Vers la création d’un graph juridique
Aux côtés de sa plateforme de data, Jus Mundi a bâti un annuaire référençant 25 000 arbitres internationaux, avocats et autres experts en droit international. En grande partie disponible en libre accès, il réserve là-encore certaines informations clés aux abonnés payants. La première d’entre elles ? La liste complète des affaires traitées par les professionnels, avec l’ensemble des décisions et documents associés. Mieux, la version premium de l’annuaire va jusqu’à identifier les praticiens et organisations pour lesquelles ils travaillent (ou ont travaillé) qui sont intervenus dans les mêmes affaires. Un second moteur de recherche, baptisé Conflict Checker, permet à partir du nom d’un juriste indexé d’accéder à l’ensemble de ses relations. “Nous sommes en train de migrer cette application vers la base de données orientée graph Neo4J”, confie le CTO de la jeune pousse.
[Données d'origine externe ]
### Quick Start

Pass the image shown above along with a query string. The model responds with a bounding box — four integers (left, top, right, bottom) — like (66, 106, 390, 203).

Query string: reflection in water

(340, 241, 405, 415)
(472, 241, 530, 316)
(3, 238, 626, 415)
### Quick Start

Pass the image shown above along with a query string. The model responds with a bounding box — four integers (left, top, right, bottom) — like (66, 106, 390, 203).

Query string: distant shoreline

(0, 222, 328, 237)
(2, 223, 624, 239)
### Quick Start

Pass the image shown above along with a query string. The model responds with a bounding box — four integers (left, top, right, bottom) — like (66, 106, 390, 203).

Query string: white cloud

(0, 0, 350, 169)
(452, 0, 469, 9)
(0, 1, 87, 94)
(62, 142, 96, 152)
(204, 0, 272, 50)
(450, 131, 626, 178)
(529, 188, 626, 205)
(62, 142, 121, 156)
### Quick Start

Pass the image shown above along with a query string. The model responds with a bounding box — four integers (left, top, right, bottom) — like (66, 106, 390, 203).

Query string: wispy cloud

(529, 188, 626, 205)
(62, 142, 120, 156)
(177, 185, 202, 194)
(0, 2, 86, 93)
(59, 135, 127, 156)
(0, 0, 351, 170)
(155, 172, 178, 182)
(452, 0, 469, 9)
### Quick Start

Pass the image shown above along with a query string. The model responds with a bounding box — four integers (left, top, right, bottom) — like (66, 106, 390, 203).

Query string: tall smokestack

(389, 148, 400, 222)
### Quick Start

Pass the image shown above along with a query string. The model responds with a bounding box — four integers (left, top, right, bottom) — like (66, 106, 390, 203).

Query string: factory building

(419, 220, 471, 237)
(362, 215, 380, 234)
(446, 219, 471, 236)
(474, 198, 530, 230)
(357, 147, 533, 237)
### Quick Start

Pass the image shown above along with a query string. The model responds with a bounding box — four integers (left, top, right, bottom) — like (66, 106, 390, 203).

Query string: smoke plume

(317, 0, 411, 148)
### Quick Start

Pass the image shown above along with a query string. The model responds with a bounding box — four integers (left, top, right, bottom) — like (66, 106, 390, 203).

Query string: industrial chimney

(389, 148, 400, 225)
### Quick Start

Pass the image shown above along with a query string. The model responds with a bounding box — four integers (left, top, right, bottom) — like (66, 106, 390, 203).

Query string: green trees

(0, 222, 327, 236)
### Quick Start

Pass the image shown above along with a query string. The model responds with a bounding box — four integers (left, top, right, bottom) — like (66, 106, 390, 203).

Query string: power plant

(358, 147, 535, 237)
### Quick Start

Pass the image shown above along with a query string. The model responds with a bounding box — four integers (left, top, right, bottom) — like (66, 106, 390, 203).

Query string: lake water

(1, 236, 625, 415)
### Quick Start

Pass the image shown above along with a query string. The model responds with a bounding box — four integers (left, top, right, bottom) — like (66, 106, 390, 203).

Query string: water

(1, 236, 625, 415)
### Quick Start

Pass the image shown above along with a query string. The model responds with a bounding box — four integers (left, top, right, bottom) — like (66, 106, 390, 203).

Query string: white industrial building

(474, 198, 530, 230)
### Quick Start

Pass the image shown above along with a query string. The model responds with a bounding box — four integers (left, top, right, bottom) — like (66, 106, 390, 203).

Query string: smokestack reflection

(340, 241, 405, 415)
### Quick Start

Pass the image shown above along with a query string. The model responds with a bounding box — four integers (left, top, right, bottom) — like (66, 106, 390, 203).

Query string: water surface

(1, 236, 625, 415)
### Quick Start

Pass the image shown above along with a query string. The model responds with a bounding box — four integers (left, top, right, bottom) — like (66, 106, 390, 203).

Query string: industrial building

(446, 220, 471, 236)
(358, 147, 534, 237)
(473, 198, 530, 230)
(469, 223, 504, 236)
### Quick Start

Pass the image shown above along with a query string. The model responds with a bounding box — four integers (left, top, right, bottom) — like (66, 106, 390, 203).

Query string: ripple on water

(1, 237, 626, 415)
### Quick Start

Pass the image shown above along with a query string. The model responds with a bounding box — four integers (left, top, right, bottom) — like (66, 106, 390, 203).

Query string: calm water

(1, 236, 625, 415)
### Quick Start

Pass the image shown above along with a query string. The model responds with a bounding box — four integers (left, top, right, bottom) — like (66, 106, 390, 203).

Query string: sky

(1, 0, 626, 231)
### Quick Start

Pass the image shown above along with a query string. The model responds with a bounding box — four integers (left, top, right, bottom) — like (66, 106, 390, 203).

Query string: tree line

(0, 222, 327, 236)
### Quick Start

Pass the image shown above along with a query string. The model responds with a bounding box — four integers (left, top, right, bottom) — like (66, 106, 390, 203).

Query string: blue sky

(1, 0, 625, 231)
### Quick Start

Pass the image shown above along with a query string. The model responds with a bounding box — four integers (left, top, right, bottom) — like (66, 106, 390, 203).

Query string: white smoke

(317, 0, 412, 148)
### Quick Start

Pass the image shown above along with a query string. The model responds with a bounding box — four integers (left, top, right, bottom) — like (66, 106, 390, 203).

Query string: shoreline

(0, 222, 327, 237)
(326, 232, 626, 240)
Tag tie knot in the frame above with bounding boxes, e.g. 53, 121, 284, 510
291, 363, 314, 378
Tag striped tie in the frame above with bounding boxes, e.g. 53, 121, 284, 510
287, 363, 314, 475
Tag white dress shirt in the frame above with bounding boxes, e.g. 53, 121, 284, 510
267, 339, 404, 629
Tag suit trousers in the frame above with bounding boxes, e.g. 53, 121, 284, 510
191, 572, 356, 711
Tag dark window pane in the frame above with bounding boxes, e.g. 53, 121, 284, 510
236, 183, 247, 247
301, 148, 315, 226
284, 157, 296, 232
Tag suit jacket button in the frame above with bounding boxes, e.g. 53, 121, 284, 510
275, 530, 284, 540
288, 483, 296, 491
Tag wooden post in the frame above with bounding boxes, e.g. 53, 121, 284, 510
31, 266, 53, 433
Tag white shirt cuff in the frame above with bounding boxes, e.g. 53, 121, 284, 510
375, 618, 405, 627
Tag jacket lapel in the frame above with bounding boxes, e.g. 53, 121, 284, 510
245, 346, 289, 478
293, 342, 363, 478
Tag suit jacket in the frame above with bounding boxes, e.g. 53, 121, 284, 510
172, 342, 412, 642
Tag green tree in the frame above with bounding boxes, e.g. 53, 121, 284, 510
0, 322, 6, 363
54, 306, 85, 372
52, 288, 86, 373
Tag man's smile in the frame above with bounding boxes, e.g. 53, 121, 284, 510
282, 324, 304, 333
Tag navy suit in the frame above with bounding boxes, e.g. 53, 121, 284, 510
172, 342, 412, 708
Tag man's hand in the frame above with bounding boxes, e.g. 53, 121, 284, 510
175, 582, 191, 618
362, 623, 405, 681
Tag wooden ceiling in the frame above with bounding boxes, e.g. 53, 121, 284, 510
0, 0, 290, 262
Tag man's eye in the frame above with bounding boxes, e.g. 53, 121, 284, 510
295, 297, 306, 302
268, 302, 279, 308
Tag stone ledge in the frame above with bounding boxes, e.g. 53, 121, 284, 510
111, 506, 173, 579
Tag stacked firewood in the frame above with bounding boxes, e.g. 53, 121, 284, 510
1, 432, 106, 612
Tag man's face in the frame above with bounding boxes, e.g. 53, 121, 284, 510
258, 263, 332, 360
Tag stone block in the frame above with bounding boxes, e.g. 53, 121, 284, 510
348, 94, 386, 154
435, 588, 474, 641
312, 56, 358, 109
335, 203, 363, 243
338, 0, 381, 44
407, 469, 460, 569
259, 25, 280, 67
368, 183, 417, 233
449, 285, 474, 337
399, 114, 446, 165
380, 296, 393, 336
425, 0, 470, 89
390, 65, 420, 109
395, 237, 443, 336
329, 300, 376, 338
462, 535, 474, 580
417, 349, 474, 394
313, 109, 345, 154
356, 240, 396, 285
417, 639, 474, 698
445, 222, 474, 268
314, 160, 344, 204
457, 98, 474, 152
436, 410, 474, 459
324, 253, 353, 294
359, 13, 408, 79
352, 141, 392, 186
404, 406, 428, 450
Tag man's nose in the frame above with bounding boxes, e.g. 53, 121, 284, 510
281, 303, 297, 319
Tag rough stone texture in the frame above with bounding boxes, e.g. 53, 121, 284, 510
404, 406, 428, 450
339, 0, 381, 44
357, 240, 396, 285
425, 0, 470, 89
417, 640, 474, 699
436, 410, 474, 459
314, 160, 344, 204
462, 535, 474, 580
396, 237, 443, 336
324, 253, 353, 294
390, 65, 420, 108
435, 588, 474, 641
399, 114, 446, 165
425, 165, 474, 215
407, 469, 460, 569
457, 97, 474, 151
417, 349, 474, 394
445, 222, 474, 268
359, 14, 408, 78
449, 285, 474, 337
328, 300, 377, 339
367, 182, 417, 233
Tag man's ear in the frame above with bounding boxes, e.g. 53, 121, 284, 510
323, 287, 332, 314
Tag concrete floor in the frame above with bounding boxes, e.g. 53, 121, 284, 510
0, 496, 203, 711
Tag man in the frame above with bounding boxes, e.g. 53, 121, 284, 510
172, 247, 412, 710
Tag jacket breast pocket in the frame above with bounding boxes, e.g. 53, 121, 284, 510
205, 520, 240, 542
Jus Mundi vient tout juste de passer le cap du million de chiffre d’affaires annuel récurrent (ARR). Un revenu multiplié par cinq sur un an. Sans surprise, 90% de l’activité est réalisée à l’étranger, 40% aux Etats-Unis. “67% des plus grands cabinets d’avocats sont américains, et 30% anglais”, rappelle Jean-Rémi de Maistre, co-fondateur et CEO de Jus Mundi, et ancien avocat en droit international. Aux côté de l’Amérique du Nord et de l’Europe, la société commercialise aussi son offre en Amérique Latine et en Asie.
Parmi ses clients, Jus Mundi compte une centaine de cabinets d’avocats, dont les prestigieux Curtis, Dentons, DLA Piper, Eversheds Sutherland ou Freshfields. Mais également des administrations centrales tels le ministère des Affaires étrangères français et le bureau des Affaires étrangères britannique. Sans oublier des universités comme la Cambridge, Harvard ou la Sorbonne.
Une stratégie de diversification
Le marché ciblé par Jus Mundi offre de belles perspectives de croissance. “Les deux tiers des entreprises américaines ou européennes de plus de 100 millions d’euros de chiffre d’affaires annuel ont au moins un arbitrage international en cours, et 40% plus de quatre”, estime Jean-Rémi de Maistre. Principal avantage ? Les legaltechs sont pour l’heure très rares sur ce marché.
En vue de conserver son avance, Jus Mundi entend diversifier son offre au-delà de l’arbitrage, et s’étendre au droit du sport, de l’environnement et de la fiscalité internationale. Côté commercial, la société prépare l’ouverture d’un premier bureau à l’étranger. “Il sera basé à New York pour mieux cibler notre marché phare”, confie Jean-Rémi de Maistre.
De 40 salariés aujourd’hui, Jus Mundi compte se hisser à 80 collaborateurs d’ici l’été 2022. La moitié des recrutements rejoindra les forces commerciales, l’autre moitié la R&D avec comme cible des profils de développeur, de data scientist et d’experts en NLP.